High Court Rules Zimplats Owes No Royalties in US$7.1 Million ZIMRA Dispute
- Southerton Business Times

- 4 days ago
- 2 min read

By Staff Reporter | Southerton Business Times
HARARE — The High Court has blocked the Zimbabwe Revenue Authority (ZIMRA) from collecting US$7.1 million in disputed mining royalties from Zimbabwe Platinum Mines (Zimplats), ruling that the law did not allow royalties to be charged on matte and concentrate exports before 2022.
In a judgment with major implications for the mining sector, Justice Rodgers Manyangadze ruled that Zimplats, a subsidiary of South Africa’s Impala Platinum (Implats), is not liable to pay royalties on matte and concentrate exported between June 2018 and December 2021.
ZIMRA had assessed the miner for alleged underpayments amounting to ZWL2.03 billion, arguing that royalties should have been calculated on the gross value of refined platinum, even though the company exported intermediate products. The court rejected that argument, saying the law at the time made a clear distinction between fully refined minerals and mineral-bearing products such as matte and concentrate, and crucially, set no royalty rates for the latter.
“The Finance Act does not provide calculation for mineral-bearing products. It only provides calculation for minerals,” Justice Manyangadze ruled.

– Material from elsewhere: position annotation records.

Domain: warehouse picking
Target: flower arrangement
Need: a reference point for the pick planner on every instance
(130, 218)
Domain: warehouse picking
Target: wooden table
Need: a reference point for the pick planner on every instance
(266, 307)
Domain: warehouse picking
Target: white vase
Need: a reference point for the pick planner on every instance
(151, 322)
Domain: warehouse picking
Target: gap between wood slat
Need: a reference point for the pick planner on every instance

He added that matte and concentrate “cannot attract the same royalties as minerals that have gone through the refinery process.”
Why the law mattered
At the centre of the case was how Zimbabwe’s Finance Act was worded before amendments that took effect on January 1, 2022. During the disputed period, the law prescribed royalty rates only for minerals that had already been fully processed. Justice Manyangadze relied heavily on a Supreme Court precedent, ZIMRA v ZIMASCO (SC 79/13), which held that chrome concentrates and ferrochrome could not be taxed before royalty rates were clearly set.
That ruling, he said, was binding.
“In matters of taxation, no tax or royalty can be imposed without clear and express statutory authority,” the Supreme Court held — a principle the judge said was decisive in the Zimplats case.
ZIMRA’s retroactive argument fails
ZIMRA attempted to rely on a 2025 amendment to the Finance Act, which retrospectively expanded the definition of “mineral” to include mineral-bearing products dating back to 2010.
The court dismissed the move, warning that definitions alone do not create a tax obligation.
“As no rate had been fixed for such products at the relevant time, the retrospective amendment cannot impose an obligation that did not previously exist,” the court ruled.
As a result, ZIMRA’s assessed royalty shortfalls and penalties fall away entirely.
Zimplats was represented by Advocate Thabani Mpofu, while Samuel Banda appeared for ZIMRA.
What This Means for Miners
If you exported matte or concentrate before January 2022, this ruling is significant.
The High Court has confirmed that:
Royalties cannot be charged unless the law clearly sets a rate
Intermediate products were not taxable under the pre-2022 law
Retrospective legal changes cannot create new debts
However, miners should note that the law changed in 2022, and mineral-bearing products are now expressly covered.